Find or return last element of iterator

mankinskin · April 10, 2021, 12:58pm

Is there a way to find an element of an iterator or return the last element if none is found with existing adapters? Or is there an existing crate implementing an operation like this?

The behavior I need is

return None if iterator is empty
return Some(element) when element matches the predicate
return Some(last_element) when no element matches the predicate

alice · April 10, 2021, 1:10pm

Here you go:

fn matching_or_last<I, F>(iter: I, mut f: F) -> Option<I::Item>
where
    I: IntoIterator,
    F: FnMut(&I::Item) -> bool,
{
    let mut last = None;
    
    for elem in iter {
        if f(&elem) {
            return Some(elem);
        }
        last = Some(elem);
    }
    
    last
}

If you must use iterators, there aren't any great ones besides rewriting the above loop with try_fold or something. There are some neat things like this one:

fn matching_or_last<I, F>(iter: I, mut f: F) -> Option<I::Item>
where
    I: IntoIterator,
    F: FnMut(&I::Item) -> bool,
{
    let mut counter = 0;
    iter.into_iter()
        .max_by_key(|elem| if f(elem) { u64::MAX } else { counter += 1; counter })
}

but it doesn't short-circuit.

Yandros · April 10, 2021, 1:20pm

If you really want to "one-shot" this with iterator adaptors, do this: it short-circuits as expected:

let mut acc = None;
match
    iterator
    .scan(&mut acc, |acc, elem| if predicate(&elem) { **acc = Some(elem); None } else { Some(elem) })
    .last()
{
    Some(last) => Some(acc.unwrap_or(last)),
    None => acc,
}

(Again, using .scan() as the poor man's replacement of .map_while() in stable Rust).

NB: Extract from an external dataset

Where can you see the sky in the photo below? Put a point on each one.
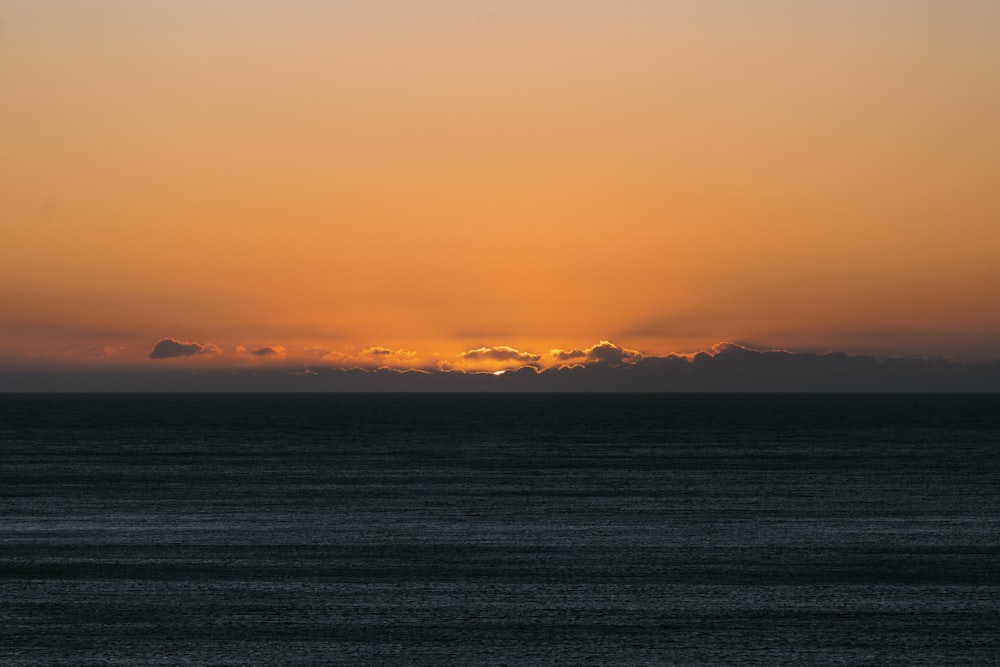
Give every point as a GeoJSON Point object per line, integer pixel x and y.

But I find the initial spelled out definition of matching_or_last from @alice to more clearly express the semantics of the desired operation, making it more readable.

mankinskin · April 10, 2021, 1:23pm

Thank you so much! Is there any advantage to implement this using only iterators? I now implemented your function in a trait for all Iterator + Sized, so I can use it on iterators, but I was thinking about implementing this behavior like a mix of .find() and .last() in something like itertools, if there is any advantage.

mankinskin · April 10, 2021, 1:30pm

Are you sure this short-circuits? I would think scan keeps iterating to the last element of the iterator even if a match has been found, no?

Edit: Oh, I see last stops iterating once it encounters None, I guess.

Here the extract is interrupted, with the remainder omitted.